Bar Sicilia, condotto da Maria Calabrese e Maurizio Scaglione, apre la puntata n.353 a Pedara la città natale del segretario regionale del Partito democratico Anthony Barbagallo. Qui il deputato alla Camera ha iniziato la sua carriera politica, dove è stato sindaco per ben 10 anni.
Sanità e trasporto pubblico sono le principali questioni a tenere banco. Il capogruppo PD in Commissione Infrastrutture e Trasporti della Camera evidenzia lo stallo sul lotto 3 del raddoppio che dovrebbe unire Ragusa a Catania. E sul fronte delle infrastrutture non può mancare il riferimento al Ponte sullo Stretto. L’esponente dei dem parla di “fondi scippati”, risorse economiche che secondo Barbagallo andrebbero spostate su altre emergenze come quella del maltempo che si è abbattuta a Niscemi, per la ricostruzione dei territori colpiti dai gravi danni causati dal ciclone Harry.
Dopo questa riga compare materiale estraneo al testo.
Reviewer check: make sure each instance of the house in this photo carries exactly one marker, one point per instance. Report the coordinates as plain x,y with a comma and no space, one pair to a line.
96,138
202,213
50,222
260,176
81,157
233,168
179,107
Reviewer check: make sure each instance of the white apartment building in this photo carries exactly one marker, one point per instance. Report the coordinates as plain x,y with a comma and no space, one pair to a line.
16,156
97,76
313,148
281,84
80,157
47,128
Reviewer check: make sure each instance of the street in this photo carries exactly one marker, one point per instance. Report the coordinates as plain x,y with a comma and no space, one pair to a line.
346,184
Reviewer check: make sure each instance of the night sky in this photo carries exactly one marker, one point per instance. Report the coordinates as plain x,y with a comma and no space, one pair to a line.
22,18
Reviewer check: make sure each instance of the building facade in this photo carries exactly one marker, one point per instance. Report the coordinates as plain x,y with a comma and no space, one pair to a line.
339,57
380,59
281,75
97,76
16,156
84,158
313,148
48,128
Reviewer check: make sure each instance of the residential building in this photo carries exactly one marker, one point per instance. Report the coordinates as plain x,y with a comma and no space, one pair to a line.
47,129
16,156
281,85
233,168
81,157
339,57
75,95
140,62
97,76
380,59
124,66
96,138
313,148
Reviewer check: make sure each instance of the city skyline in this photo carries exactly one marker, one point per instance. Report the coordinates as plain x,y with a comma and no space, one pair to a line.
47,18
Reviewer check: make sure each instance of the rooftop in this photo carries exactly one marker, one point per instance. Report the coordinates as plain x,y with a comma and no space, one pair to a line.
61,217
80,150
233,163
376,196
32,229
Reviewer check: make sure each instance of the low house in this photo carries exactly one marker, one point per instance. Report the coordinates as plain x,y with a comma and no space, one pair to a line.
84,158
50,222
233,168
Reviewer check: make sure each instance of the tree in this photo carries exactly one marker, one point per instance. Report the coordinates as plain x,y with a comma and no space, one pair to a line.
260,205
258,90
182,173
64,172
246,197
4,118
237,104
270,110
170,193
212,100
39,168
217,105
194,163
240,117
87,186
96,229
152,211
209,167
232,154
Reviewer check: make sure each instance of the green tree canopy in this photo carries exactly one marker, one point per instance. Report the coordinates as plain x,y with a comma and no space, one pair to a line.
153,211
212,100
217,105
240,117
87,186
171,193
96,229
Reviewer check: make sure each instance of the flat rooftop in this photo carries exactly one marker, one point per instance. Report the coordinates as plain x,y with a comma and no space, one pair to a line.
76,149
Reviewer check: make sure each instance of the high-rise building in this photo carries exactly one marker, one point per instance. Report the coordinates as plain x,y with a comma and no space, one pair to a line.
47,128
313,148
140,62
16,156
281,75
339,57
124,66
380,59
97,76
Una riflessione anche sulla gestione del sistema sanitario regionale, in particolare sulla problematica legata a un vuoto d’organico per la mancanza di professionisti, che si ripercuote “con irreparabili conseguenze” sull’attività di emergenza-urgenza nelle aree interne. Barbagallo fa riferimento ai fatti accaduti a Scicli, ad Adrano, Bronte e Randazzo.
Poi le amministrative e le Regionali del 2027 rappresentano una sfida politica fondamentale per il partito dei dem, serviranno proposte solide per rilanciare il futuro del campo largo nell’Isola e soprattutto unità, puntando a un centrosinistra che sia realmente alternativo al centrodestra.